# Need new Furance and A/C in parents house



## corrinas2 (Sep 27, 2007)

ok looking to put in a new furance and central air in my parents home.... any suggestions???


----------



## Flounderpounder (Oct 3, 2007)

LOCATION? I know a great guy, but keeps busy, and doesn't like working outside Gulf Breeze.


----------



## corrinas2 (Sep 27, 2007)

they live off of Creighton.. so i dont think that will work......


----------



## Sea Rooster (Oct 3, 2007)

OK...ball park figure...

How much would it cost to equip a2100 sq ft house with new heat and air? 
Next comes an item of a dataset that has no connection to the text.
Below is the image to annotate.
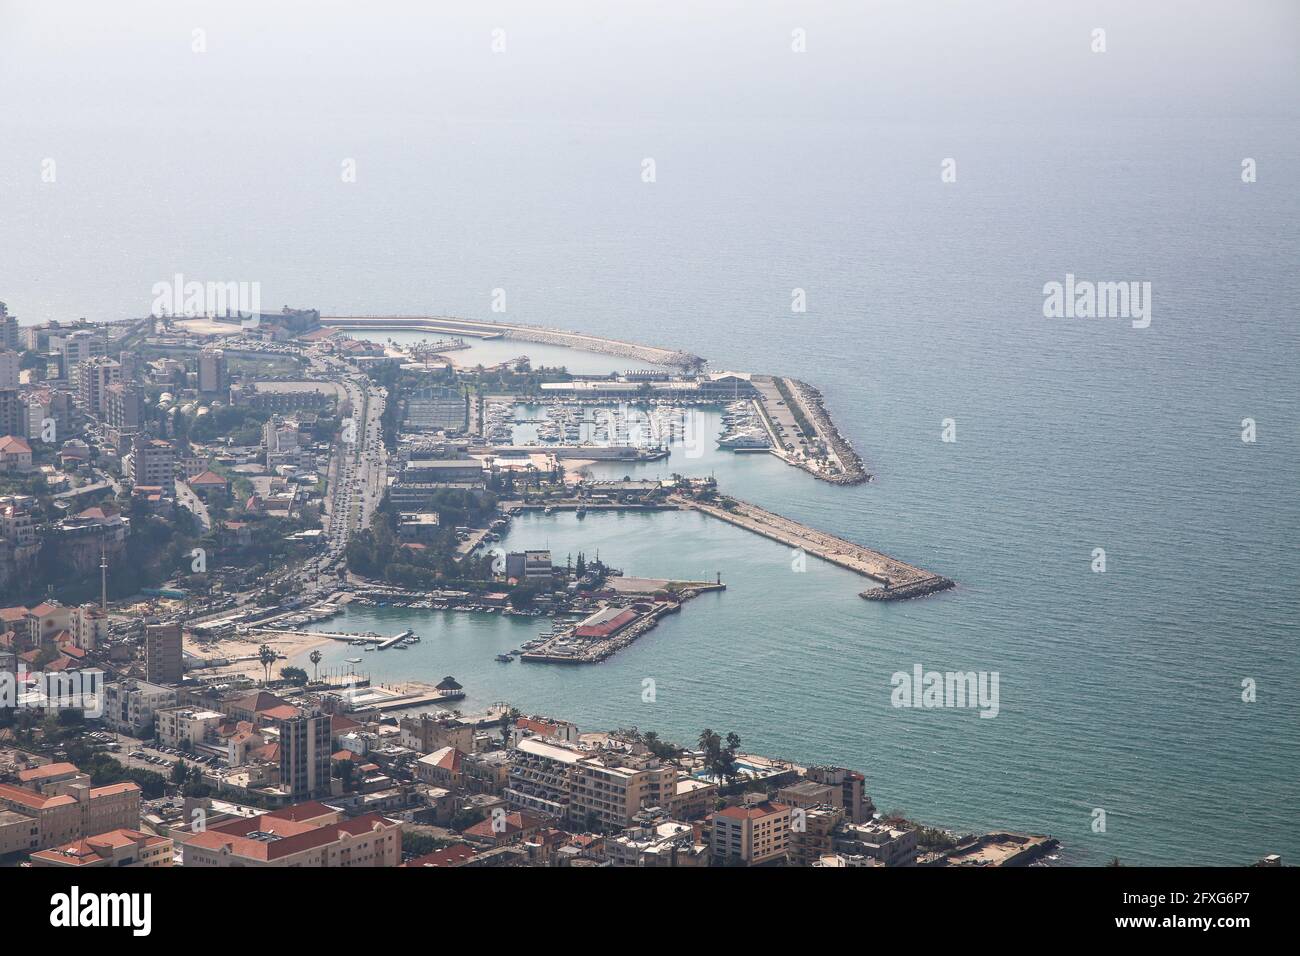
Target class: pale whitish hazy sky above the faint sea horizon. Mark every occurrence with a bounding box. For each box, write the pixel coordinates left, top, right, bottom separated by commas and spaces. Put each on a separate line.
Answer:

No intentions on hijacking this thread....just damn curious....


----------



## wld1985 (Oct 2, 2007)

sea rooster.. to just do a new inside and outside unit.. Probably about 1400-1600 bucks.. I had my buddy come over and put me a new outside unit for like 600 bucks installed... He was going to do both inside and outside, but they did'nt have any inside units.. So I just did the outside unit... I was going to pay I think agrand for everything.. Its a 2-ton


----------



## Splittine (Nov 24, 2007)

For a good brand unit for a 2100 sqft house your going to need a unit bigger than a 2 ton, your prolly looking at $1750 for the equipment give or ake a little, plus install, let me know something and I might be able to work something out with one of the parts house I deal with for the unit and could put it in for cheaper than a company would charge.


----------



## wld1985 (Oct 2, 2007)

Ya you'd be crazy to put a 2-ton in there.. Most likely it should be a 3 ton but I'm no A/C guy...


----------



## a/c guy (Oct 12, 2007)

sent you my name and #


----------